Amir Labaki – Uma das coisas que distingue essa edição é que houve uma ampliação do público e da faixa etária de quem estava frequentando o festival. Espectadores de 25 anos estiveram muito presentes neste ano.

Brasileiros – O que mudou no mercado de documentários em 17 anos?
AL – Houve uma ampliação do número de pessoas que se interessam por documentários. O fato de termos regularmente produções nos cinemas ajuda na formação de público. Essa é a nossa grande batalha.
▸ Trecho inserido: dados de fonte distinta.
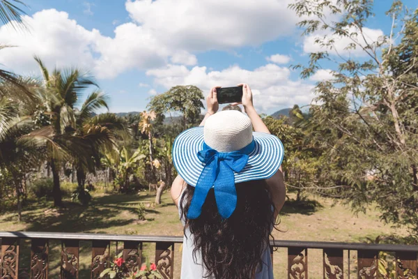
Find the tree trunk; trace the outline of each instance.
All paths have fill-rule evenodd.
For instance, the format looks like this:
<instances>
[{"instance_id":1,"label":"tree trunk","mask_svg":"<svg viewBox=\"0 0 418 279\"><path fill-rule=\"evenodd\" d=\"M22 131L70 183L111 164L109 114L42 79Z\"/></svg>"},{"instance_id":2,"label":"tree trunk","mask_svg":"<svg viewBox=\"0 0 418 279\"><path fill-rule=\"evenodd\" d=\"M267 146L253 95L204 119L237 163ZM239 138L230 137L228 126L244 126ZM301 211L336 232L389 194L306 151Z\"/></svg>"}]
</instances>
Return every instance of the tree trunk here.
<instances>
[{"instance_id":1,"label":"tree trunk","mask_svg":"<svg viewBox=\"0 0 418 279\"><path fill-rule=\"evenodd\" d=\"M54 180L54 187L52 188L52 195L54 196L54 206L62 206L63 200L61 192L61 186L59 184L59 169L55 165L54 159L51 160L51 170L52 171L52 179Z\"/></svg>"},{"instance_id":2,"label":"tree trunk","mask_svg":"<svg viewBox=\"0 0 418 279\"><path fill-rule=\"evenodd\" d=\"M86 183L86 173L82 167L78 166L77 167L77 183L78 187L80 189L84 189L84 184Z\"/></svg>"},{"instance_id":3,"label":"tree trunk","mask_svg":"<svg viewBox=\"0 0 418 279\"><path fill-rule=\"evenodd\" d=\"M107 180L109 177L109 167L104 170L104 193L107 193Z\"/></svg>"},{"instance_id":4,"label":"tree trunk","mask_svg":"<svg viewBox=\"0 0 418 279\"><path fill-rule=\"evenodd\" d=\"M51 174L50 174L50 164L47 163L47 177L49 178L51 177Z\"/></svg>"},{"instance_id":5,"label":"tree trunk","mask_svg":"<svg viewBox=\"0 0 418 279\"><path fill-rule=\"evenodd\" d=\"M161 204L161 195L162 195L162 192L166 188L166 183L164 181L161 181L161 184L160 187L157 189L157 195L155 196L155 204Z\"/></svg>"},{"instance_id":6,"label":"tree trunk","mask_svg":"<svg viewBox=\"0 0 418 279\"><path fill-rule=\"evenodd\" d=\"M20 193L20 185L19 182L15 183L16 186L16 195L17 196L17 219L19 222L22 221L22 199Z\"/></svg>"},{"instance_id":7,"label":"tree trunk","mask_svg":"<svg viewBox=\"0 0 418 279\"><path fill-rule=\"evenodd\" d=\"M173 166L172 165L167 162L165 165L165 171L166 171L166 181L167 181L167 185L169 187L171 187L171 184L173 184L172 179L171 179L171 169Z\"/></svg>"},{"instance_id":8,"label":"tree trunk","mask_svg":"<svg viewBox=\"0 0 418 279\"><path fill-rule=\"evenodd\" d=\"M150 141L150 165L151 167L151 172L150 174L150 181L148 183L153 183L155 181L155 173L154 165L153 165L153 161L154 160L154 156L153 154L153 134L151 132L148 133L148 139Z\"/></svg>"},{"instance_id":9,"label":"tree trunk","mask_svg":"<svg viewBox=\"0 0 418 279\"><path fill-rule=\"evenodd\" d=\"M414 183L414 185L412 186L412 188L414 188L414 190L417 191L418 190L418 170L417 169L417 166L415 165L412 165L412 183Z\"/></svg>"},{"instance_id":10,"label":"tree trunk","mask_svg":"<svg viewBox=\"0 0 418 279\"><path fill-rule=\"evenodd\" d=\"M154 166L153 165L153 135L151 132L148 133L148 140L150 141L150 163L151 164L151 172L154 172Z\"/></svg>"},{"instance_id":11,"label":"tree trunk","mask_svg":"<svg viewBox=\"0 0 418 279\"><path fill-rule=\"evenodd\" d=\"M74 183L74 179L75 178L75 166L74 165L74 164L72 164L72 171L71 172L71 183Z\"/></svg>"}]
</instances>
Quando começamos, em 1996, no ano anterior haviam sido exibidos em salas de cinema dois filmes documentais brasileiros e um internacional. No ano passado, tivemos 40 documentários brasileiros e quase 20 internacionais. Isso é uma mudança muito significativa. O público de documentário no Brasil está se diversificando, assim como as produções estão se diversificando.
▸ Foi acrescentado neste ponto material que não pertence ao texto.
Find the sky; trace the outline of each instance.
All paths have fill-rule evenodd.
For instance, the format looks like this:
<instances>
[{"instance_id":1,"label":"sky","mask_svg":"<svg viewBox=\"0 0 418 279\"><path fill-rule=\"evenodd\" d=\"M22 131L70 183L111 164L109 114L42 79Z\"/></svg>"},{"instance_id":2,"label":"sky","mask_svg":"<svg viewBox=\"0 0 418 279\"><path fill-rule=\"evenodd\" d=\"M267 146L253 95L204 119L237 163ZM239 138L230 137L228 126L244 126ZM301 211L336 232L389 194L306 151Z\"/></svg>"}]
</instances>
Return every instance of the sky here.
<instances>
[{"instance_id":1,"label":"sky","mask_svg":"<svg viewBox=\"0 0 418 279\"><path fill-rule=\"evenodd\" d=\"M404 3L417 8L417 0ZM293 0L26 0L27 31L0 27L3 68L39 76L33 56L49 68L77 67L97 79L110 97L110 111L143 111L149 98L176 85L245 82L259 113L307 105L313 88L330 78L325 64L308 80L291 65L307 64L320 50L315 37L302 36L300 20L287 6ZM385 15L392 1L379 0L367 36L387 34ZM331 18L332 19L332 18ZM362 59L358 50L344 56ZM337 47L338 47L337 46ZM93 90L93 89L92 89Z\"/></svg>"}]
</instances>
Brasileiros – Não houve sessões do festival em cinemas comerciais esse ano, ao menos em São Paulo. É uma perda de espaço?
AL – Durante dois anos nós saímos do Cinesesc por problemas de datas. Já fizemos no Cine Livraria Cultura e no Espaço Unibanco. Contudo, o Cinesesc é uma dos principais cinemas de arte do Brasil. A grande batalha do É Tudo Verdade é não deixar o festival crescer demais e ter esse equilíbrio de ter 80 filmes exibidos simultaneamente no Rio e em São Paulo, com muitos convidados nas duas cidades. Nós não podemos expandir muito o nosso número de sessões e o nosso circuito, porque a negociação que fazemos com os produtores dos filmes limita o número de sessões que podemos fazer, já que a maior parte é pré-estreia. Isso ocorre em qualquer festival do mundo.

Brasileiros – Não há intenção de aumentar o festival?
AL – Acho que o tamanho é esse. Já fizemos festivais maiores, tivemos edições com 120 filmes, e não foi um dos melhores no atendimento ao público, pois havia poucas reprises e as pessoas perdiam o boca a boca do que estavam acontecendo. Com 80 títulos, cumprimos melhor o papel de apresentar a nova safra de documentários no Brasil.
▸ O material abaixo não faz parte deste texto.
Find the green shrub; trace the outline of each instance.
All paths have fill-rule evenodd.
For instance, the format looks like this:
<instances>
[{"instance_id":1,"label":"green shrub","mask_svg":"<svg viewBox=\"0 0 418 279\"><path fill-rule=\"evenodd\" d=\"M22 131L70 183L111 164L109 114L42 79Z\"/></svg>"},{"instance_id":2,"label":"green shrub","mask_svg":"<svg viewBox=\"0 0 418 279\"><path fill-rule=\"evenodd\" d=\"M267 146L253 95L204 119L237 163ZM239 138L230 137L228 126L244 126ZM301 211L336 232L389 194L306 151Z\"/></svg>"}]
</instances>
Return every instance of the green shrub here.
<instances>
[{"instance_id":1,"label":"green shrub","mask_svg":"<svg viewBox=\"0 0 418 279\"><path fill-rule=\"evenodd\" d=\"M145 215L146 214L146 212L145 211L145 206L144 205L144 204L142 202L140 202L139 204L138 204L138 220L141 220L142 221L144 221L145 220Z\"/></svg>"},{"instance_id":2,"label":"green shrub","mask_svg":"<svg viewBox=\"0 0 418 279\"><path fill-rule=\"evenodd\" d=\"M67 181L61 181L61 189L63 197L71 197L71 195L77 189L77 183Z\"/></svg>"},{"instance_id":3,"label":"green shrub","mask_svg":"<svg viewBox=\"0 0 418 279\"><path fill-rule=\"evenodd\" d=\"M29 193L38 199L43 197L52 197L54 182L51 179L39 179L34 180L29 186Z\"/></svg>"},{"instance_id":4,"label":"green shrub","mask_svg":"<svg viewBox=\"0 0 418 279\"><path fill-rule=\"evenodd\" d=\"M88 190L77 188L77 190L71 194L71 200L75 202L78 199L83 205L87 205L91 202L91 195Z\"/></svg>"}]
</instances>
Brasileiros – O É Tudo Verdade não pretende, então, ser algo maior como a Mostra Internacional de Cinema de São Paulo?
AL – Cada festival tem que se adaptar à sua realidade e sua política. Quando a mostra surgiu e se expandiu, a realidade era outra. Cada um tem que assumir sua própria identidade e sua estratégia de sobrevivência. Foi possível desde o começo do É Tudo Verdade trabalhar com o ideal de ‘venham assistir os melhores documentários do Brasil com entrada gratuita’. Depois esses filmes estarão em salas, mas para nós essa é uma questão programática.

Brasileiros – O que a 17ª edição teve de diferente das outras?
AL – Hoje não dá para falar de vetores hegemônicos estilísticos ou temáticos. Isso em si já é uma mudança. Tivemos outros momentos no festival que havia essa tendência. No pós-11 de setembro de 2001, por exemplo, houve uma nova guinada política dos documentários internacionais, com foco mais jornalístico e mais histórico. Já o documentário brasileiro vem em processo de renovação e diversificação intenso nos últimos anos. Não é específico desse ano, mas é bastante característico de 2012, a renovação do documentário tradicional, que é o cultural e o histórico. É o caso de Mr. Saganzerla – Os Signos da Luz, de Joel Pizzini, e também de Tropicália, Jorge Mautner – o Filho do Holocausto, Sertão Cinzento, que estão procurando novas estratégias narrativas para revisitar a história cultural brasileira. Aquele modelo mais didático está sendo implodido. Isso ocorre principalmente fora do universo televisivo. A tela grande possui exigências que a TV não tem. As produções têm se tornado mais ousadas e investigativas do que tradicionalmente o documentário foi.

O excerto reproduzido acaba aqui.